On 1 September 2010, the Global Fund Board approved a continuity of services (COS) application from the Russian Federation for a Round 4 HIV grant, in the amount of $16,623,895, for the period from 1 September 2010 to 31 August 2011.
The Board said that although the Russian Federation does not meet all of the eligibility criteria for Global Fund support for upper-middle-income countries, “there is a need for continuing ARV treatment for 12,258 patients currently on treatment” for the three month period (September – November 2010) who are being transitioned into the national treatment programme. The Board added that the Russian Federation requires additional time to finalise the transition of ARV treatment of 4,669 migrants and prisoners into the national programme.
The Board approved the funding “with the understanding” that by not later than 31 March 2011, the CCM will submit to the Global Fund a transition plan for migrants and prisoners describing how the patients on treatment will be funded from government and other sources after the period covered by the COS.
Since Round 6, the Russian Federation has been classified by the World Bank as an upper-middle-income country and has been eligible to apply to the Global Fund only for TB (in light of the high burden of TB in the country). It has not been eligible to apply for HIV or malaria. Prior to Round 6, the Russian Federation was classified as a lower-middle-income country.
In November 2009, the Global Fund Board approved ‘on an extraordinary basis’ an extension of a Round 3 HIV grant to Russia, which was due to expire on 31 August 2009. The extension is until 31 December 2011. The cost of the extension is $24 million. The grant includes the provision of ARVs as well as prevention services to vulnerable populations. In its decision, the Board noted that the Fund’s income eligibility policies are under review, and that this review should be completed by late 2010. The Board also urged Russia to expand its investments in services to vulnerable populations.
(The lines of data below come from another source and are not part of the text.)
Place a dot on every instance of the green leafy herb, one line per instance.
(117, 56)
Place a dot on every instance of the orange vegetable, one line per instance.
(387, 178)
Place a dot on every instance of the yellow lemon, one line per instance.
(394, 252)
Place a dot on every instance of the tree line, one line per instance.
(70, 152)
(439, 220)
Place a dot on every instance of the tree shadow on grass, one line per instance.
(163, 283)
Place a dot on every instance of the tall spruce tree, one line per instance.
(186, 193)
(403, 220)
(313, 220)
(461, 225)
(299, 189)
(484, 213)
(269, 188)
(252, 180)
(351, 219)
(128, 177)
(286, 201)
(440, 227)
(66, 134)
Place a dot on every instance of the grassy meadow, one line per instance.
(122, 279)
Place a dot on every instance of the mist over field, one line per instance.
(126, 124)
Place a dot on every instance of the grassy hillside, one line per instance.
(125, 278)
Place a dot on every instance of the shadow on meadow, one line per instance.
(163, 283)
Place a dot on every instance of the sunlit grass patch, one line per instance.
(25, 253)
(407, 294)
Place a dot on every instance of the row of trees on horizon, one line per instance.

Meanwhile, according to postings on the International Treatment Preparedness Coalition (ITPC) listserv, demonstrations were held in Moscow in mid-September 2010 to protest interruptions of treatment for people living with HIV. Activists said that the interruptions started in April 2010 and have affected at least a quarter of Russia’s regions. Several activists were arrested and later released.
The website www.pereboi.ru, which was launched in 2010 specifically to record the absence of medicines, reports stockouts of ARVs in Ulyanovsk, Samara, Arkhangelsk, the Moscow Oblast, Vladimir, Kaliningrad, Saratov and other regions. Treatment interruptions in prisons are recorded in almost all regions of Russia. Stockouts have been a documented problem for four consecutive years. Legal proceedings against the government with regard to stockouts have already been initiated in three Russian cities. According to the Russian Health Care Foundation, less than 62,000 patients out of the 120,000 who need them will receive ARVs in 2010.
Activists are concerned that the situation will only get worse after money from international sources, such as the Global Fund, runs out because, in their view, the government of the Russian Federation is not taking adequate steps to replace the funding that will be lost and to improve treatment delivery.
Some of the information for this article was taken from Board Decision Point GF/B21/EDP/19, not yet posted on the Global Fund website; and Board Decision Point GF/B20/DP29, at www.theglobalfund.org/en/board/decisions.